Re: How does Hadoop reuse the objects?

Posted by Mi...@emc.com.
HADOOP-2399 has caused a lot of problems for users so far, and the saga
still continues :-(

I remember spending 18 straight hours in 2008 with a user debugging this
issue.

- milind

---
Milind Bhandarkar
Greenplum Labs, EMC
(Disclaimer: Opinions expressed in this email are those of the author, and
do
not necessarily represent the views of any organization, past or present,
the author might be affiliated with.)




On 8/3/11 4:19 AM, "Joey Echeverria" <jo...@cloudera.com> wrote:

>Hadoop reuses objects as an optimization. If you need to keep a copy
>in memory, you need to call clone yourself. I've never used Avro, but
>my guess is that the BARs are not reused, only the FOO.
>
>-Joey
>
>On Wed, Aug 3, 2011 at 3:18 AM, Vyacheslav Zholudev
><vy...@gmail.com> wrote:
>> Hi all,
>>
>> I'm using Avro as a serialization format and assume I have a generated
>>specific class FOO that I use as a Mapper output format:
>>
>> class FOO {
>>  int a;
>>  List<BAR> barList;
>> }
>>
>> where BAR is another generated specific Java class.
>>
>> When I iterate over "Iterable<FOO> values" in the Reducer it is clear
>>that the same object of class FOO is reused, i.e.
>> FOO foo1 = values.iterator.next();
>> FOO foo2 = values.iterator.next();
>> assertThat(foo1 == foo2, is (true));
>>
>> So I have the following questions:
>> 1) Is the list barList reused over the next() calls?
>> 2) If yes, can the objects that are in the barList be reused? For
>>example, if the first time next() is called, the list contains two BAR
>>objects, the next time next() is called the barList contains 3 objects
>>and 2 of them are equal by reference to the two from the list of the
>>first next() call. In other words, does Hadoop maintain some sort of
>>"object pool"?
>> 3) Why do not AvroTools  generate clone() methods since it would be
>>quite straightforward and more importantly useful given that objects are
>>reused?
>>
>> Thanks a lot in advance!
>>
>> Vyacheslav
>>
>>
>>
>>
>
>
>
>-- 
>Joseph Echeverria
>Cloudera, Inc.
>443.305.9434
>


Re: How does Hadoop reuse the objects?

Posted by Joey Echeverria <jo...@cloudera.com>.
Hadoop reuses objects as an optimization. If you need to keep a copy
in memory, you need to call clone yourself.
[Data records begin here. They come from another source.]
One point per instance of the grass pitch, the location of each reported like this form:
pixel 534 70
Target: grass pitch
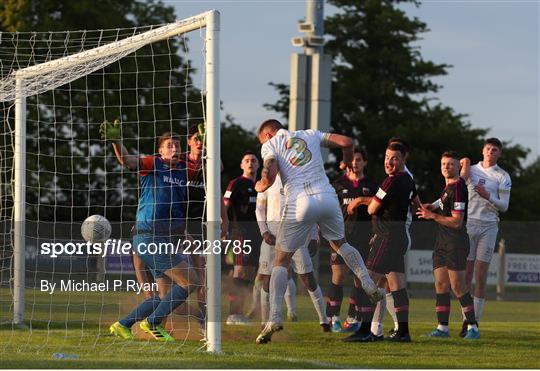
pixel 510 338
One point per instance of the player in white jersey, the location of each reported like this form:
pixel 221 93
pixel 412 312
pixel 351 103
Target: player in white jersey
pixel 270 205
pixel 489 194
pixel 309 200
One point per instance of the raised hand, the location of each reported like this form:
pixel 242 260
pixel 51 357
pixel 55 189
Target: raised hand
pixel 110 131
I've never used Avro, but
my guess is that the BARs are not reused, only the FOO.

-Joey

On Wed, Aug 3, 2011 at 3:18 AM, Vyacheslav Zholudev
<vy...@gmail.com> wrote:
> Hi all,
>
> I'm using Avro as a serialization format and assume I have a generated specific class FOO that I use as a Mapper output format:
>
> class FOO {
>  int a;
>  List<BAR> barList;
> }
>
> where BAR is another generated specific Java class.
>
> When I iterate over "Iterable<FOO> values" in the Reducer it is clear that the same object of class FOO is reused, i.e.
> FOO foo1 = values.iterator.next();
> FOO foo2 = values.iterator.next();
> assertThat(foo1 == foo2, is (true));
>
> So I have the following questions:
> 1) Is the list barList reused over the next() calls?
> 2) If yes, can the objects that are in the barList be reused? For example, if the first time next() is called, the list contains two BAR objects, the next time next() is called the barList contains 3 objects and 2 of them are equal by reference to the two from the list of the first next() call. In other words, does Hadoop maintain some sort of "object pool"?
> 3) Why do not AvroTools  generate clone() methods since it would be quite straightforward and more importantly useful given that objects are reused?
>
> Thanks a lot in advance!
>
> Vyacheslav
>
>
>
>



-- 
Joseph Echeverria
Cloudera, Inc.
443.305.9434